Richard Holding, chargé de communication pour l’organisation, a ainsi confié :

 

Déjà il faut rappeler qu’ils ne sont pas dangereux. Sauf s’ils se sentent vraiment menacés, ils ne vont pas attaquer. Mais nous sommes conscients des dégâts qu’ils peuvent parfois engendrer. Pour autant, est-ce une raison d’abattre des animaux qui n’ont rien demandé ?

 

Source : Pixabay

 

Que propose l’Aspas en lieu et place de l’abattage des animaux ? La capture, la stérilisation, pour le retour dans la nature.
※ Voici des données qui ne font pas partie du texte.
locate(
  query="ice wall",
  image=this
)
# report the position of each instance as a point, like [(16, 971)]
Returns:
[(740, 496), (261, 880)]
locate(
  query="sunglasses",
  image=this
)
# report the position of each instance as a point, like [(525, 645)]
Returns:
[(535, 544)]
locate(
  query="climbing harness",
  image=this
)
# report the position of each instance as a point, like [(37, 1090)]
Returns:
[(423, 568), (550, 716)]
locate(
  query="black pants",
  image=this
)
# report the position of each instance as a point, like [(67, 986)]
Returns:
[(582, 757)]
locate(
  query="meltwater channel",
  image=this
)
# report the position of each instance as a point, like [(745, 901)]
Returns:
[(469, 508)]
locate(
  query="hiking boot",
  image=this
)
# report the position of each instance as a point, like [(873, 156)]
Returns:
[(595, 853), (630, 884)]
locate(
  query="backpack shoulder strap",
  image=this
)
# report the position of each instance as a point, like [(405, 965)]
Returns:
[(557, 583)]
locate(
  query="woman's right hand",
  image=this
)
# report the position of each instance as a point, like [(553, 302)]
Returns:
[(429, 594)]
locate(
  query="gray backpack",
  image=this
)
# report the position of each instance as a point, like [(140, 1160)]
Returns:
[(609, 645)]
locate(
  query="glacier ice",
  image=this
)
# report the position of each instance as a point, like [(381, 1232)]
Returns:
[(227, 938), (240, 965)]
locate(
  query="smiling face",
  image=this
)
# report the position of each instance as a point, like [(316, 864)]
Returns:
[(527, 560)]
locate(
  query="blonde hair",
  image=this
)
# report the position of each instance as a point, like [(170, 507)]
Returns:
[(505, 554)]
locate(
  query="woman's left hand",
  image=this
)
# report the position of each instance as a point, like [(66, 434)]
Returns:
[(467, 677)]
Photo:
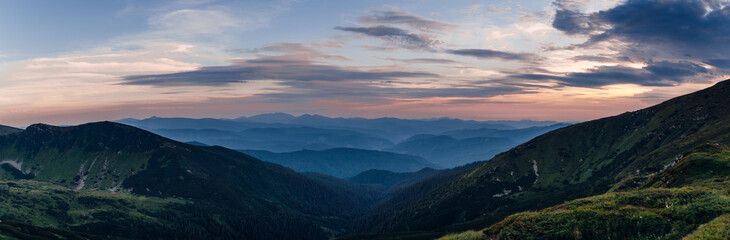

Mais pour l’association, le problème se trouve aussi ailleurs, et notamment dans les élevages de sangliers destinés à la chasse qui participent à la prolifération. Autre solution, une politique plus engagée dans la réintroduction des grands prédateurs en France.

 

Et s’ils se réfugient en ville, c’est aussi parce qu’ils ont de moins en moins d’espaces naturels à cause de l’urbanisation croissante. Favoriser le retour des grands prédateurs comme le loup et l’ours permettrait aussi de réguler leur population. La nature sait très bien se gérer elle-même.

 

Source : Pixabay

 

L’Aspas demande donc la mise en place d’une réforme profonde et durable de la chasse, non seulement pour les sangliers, mais également pour les renards, toujours considérés comme nuisibles, notamment en Essonne, où 500 à 700 renards sont abattus chaque année. Pour Richard Holding, les autorités se trompent de cible :

 

Les renards ont une grande utilité. Ils mangent 5 000 à 6 000 campagnols par an. Ce sont des rongeurs qui font beaucoup de dégâts dans les cultures.